Children and parents come next. Children obeying the Lord is not small; it pleases the Lord. Fathers are warned against embittering their kids, because discouragement hollows out a soul. In a culture that either used children or made them little idols, the text sets parents back in their true vocation as the heaviest spiritual voice in the home, not to curate a schedule but to form disciples by example, repentance, prayer, and steady love.
Finally, slaves and masters are addressed in the world that was, while a better world is smuggled in. Scripture will not baptize slavery; it seeds its undoing by rehumanizing the bondservant and warning masters that they too have a Master in heaven. Work is to be done for the Lord, not for the eye of the boss, and leadership is to provide what is right and fair. Philemon will call a slave a brother. The cross keeps leveling the house.
The ascension lifts Jesus over everything; baptism soaks everything in him. The text calls the church to let Christ’s love touch every room, to go first in sacrifice, to choose cooperation, to lead with fairness, and to come to the table as sons and daughters who have all they need in him.
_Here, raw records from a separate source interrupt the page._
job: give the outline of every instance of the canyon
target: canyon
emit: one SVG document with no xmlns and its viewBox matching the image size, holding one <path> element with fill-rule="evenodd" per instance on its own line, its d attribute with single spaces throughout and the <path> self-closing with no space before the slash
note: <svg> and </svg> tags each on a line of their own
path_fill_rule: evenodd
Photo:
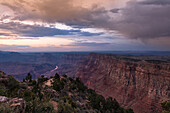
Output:
<svg viewBox="0 0 170 113">
<path fill-rule="evenodd" d="M 169 57 L 91 53 L 76 76 L 135 113 L 161 113 L 160 103 L 170 100 Z"/>
<path fill-rule="evenodd" d="M 67 74 L 75 77 L 79 65 L 88 52 L 17 53 L 0 52 L 0 70 L 22 80 L 31 73 L 36 79 L 41 75 L 54 76 Z M 57 70 L 54 70 L 58 66 Z"/>
<path fill-rule="evenodd" d="M 170 56 L 120 54 L 0 52 L 0 70 L 18 80 L 29 72 L 33 79 L 55 73 L 79 77 L 88 88 L 135 113 L 161 113 L 160 103 L 170 101 Z"/>
</svg>

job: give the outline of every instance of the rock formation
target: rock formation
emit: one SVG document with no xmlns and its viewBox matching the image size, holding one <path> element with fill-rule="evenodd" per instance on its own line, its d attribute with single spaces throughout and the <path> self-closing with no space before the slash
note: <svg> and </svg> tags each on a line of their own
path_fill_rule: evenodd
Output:
<svg viewBox="0 0 170 113">
<path fill-rule="evenodd" d="M 160 103 L 170 100 L 170 63 L 141 59 L 92 53 L 76 76 L 136 113 L 160 113 Z"/>
</svg>

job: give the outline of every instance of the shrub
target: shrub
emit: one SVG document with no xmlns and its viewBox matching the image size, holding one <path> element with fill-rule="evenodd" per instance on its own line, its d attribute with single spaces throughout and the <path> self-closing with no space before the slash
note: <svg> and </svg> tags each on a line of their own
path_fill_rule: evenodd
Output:
<svg viewBox="0 0 170 113">
<path fill-rule="evenodd" d="M 2 86 L 0 86 L 0 96 L 6 96 L 7 92 L 4 88 L 2 88 Z"/>
<path fill-rule="evenodd" d="M 0 113 L 12 113 L 12 111 L 8 104 L 0 104 Z"/>
<path fill-rule="evenodd" d="M 54 107 L 49 102 L 44 102 L 38 105 L 36 113 L 53 113 Z"/>
</svg>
``The answer is no. The answer is no. He is asking them in their cultural context to point their relationships towards Jesus. And in the cultural moment that they lived in, the Jesus corrective, the the vision of Jesus above all means wives should willingly submit using their dignity and agency given by God, and men should love like Jesus. And here's what we have to recognize, that if this hits us hard today, man, the Bible redefines both of these words. We have ideas about what love is like in our culture, and often it has more to do with our feelings than what we commit to.
[00:17:27]
(35 seconds)
Now here in Colossians, we have a set of commands and directives that to our modern ears may not sound good. Some of you are thinking, I thought you said this was good news. Submission, obedience, slave what slaves, what what is good news for us today, what are you talking about? Unless you're a parent, you're like, no, that obedience, that that one sounds good. Bedtime the first time, dishes done, no back come on. You don't have to amen too loud, but that one kinda sounds nice. Room's clean.
[00:11:24]
(33 seconds)
Jesus is above all. And that's not just a great idea. That's not just something that makes us feel good at night when when things are scary. But, man, that's something that actually changes every part of life. It changes us. It changes us from the inside out. It changes our communities. And what we find here today is that it even changes our homes. It goes all the way down to our everyday relationship. So our message today coming from Colossians chapter three is simply this. It's entitled God at Home.
[00:01:38]
(31 seconds)
Husbands, love your wives in this way. Cherish her. Sacrifice what love in the Bible looks like sacrifice, not good feelings. It looks like surrendering my life so others can have more. It looks like laying down my life. And, man, look, in this culture, when Paul is telling husbands to love their wives, it is the most counter cultural thing you could imagine. They owed their wives nothing. They were there for their own benefit but he's saying, look, be like Jesus. Let him transform the way you enter this relationship. Lay down your life every single day for the sake of her.